Oil prices at a 13-month low; slips to $102 per barrel

The International Energy Agency (IEA) believes that supply glut is shielding the market from price disruptions.

Oil prices at a 13-month low; slips to $102 per barrel
The unrest in Iraq, Libya, Ukraine and Gaza, coupled with an accelerating American economy, would normally spell a spike in crude oil prices. However, prices have slipped to a 13-month low of about $102 per barrel.

The easing of prices despite continued threat of disruption in oil supply can be attributed to three critical factors. First, the International Energy Agency (IEA) believes that supply glut is shielding the market from price disruptions.

The agency has lowered its estimate for oil demand growth for 2014 and 2015 after an annual expansion in fuel consumption during the quarter to June slowed to 7,00,000 barrels per day. IEA believes that the oil markets look better supplied than expected, with even an oil glut reported in Atlantic basin.
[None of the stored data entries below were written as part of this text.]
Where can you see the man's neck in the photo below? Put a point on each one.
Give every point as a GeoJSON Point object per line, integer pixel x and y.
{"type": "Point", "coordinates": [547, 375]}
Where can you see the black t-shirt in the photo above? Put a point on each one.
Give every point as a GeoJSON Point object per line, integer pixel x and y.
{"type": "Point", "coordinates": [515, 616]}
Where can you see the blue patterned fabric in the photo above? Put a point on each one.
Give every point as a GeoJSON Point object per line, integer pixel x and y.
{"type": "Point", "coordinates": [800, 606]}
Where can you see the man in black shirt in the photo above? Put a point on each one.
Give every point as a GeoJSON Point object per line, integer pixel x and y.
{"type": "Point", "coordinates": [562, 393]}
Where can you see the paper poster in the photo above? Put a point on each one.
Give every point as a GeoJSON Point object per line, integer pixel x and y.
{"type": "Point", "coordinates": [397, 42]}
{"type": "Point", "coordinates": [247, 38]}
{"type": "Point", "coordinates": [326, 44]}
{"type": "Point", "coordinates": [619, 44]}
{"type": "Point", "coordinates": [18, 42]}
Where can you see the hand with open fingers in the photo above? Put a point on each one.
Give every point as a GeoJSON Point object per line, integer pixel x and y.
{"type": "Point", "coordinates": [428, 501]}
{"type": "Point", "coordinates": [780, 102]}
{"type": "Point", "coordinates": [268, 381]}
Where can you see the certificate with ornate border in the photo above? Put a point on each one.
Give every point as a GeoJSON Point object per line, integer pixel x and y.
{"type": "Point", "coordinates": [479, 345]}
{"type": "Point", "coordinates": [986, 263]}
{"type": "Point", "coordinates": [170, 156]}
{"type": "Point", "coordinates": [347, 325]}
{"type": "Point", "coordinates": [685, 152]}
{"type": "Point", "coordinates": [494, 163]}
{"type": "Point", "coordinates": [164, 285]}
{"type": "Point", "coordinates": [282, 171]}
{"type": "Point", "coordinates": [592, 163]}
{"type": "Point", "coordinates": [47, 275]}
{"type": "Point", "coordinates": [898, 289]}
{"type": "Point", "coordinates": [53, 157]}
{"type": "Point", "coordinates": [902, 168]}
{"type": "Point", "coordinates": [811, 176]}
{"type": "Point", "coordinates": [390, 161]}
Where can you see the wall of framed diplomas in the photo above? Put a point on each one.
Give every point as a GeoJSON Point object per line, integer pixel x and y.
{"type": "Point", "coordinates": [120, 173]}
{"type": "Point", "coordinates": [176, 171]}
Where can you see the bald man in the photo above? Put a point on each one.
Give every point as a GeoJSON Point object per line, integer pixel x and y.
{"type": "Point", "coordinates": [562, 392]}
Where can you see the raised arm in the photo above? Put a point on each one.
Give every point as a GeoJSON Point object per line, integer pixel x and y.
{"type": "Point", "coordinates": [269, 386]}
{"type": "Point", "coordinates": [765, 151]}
The extent of supply surplus can be gauged from the fact that a major exporter such as Libya is struggling to find a buyer for its crude oil.

Second, Russia’s weak financial position is likely to keep its policy-makers from creating supply bottlenecks despite the country’s stand-off with the European Union. Last, the United States’ reliance on crude oil import has reached its lowest level since 1970.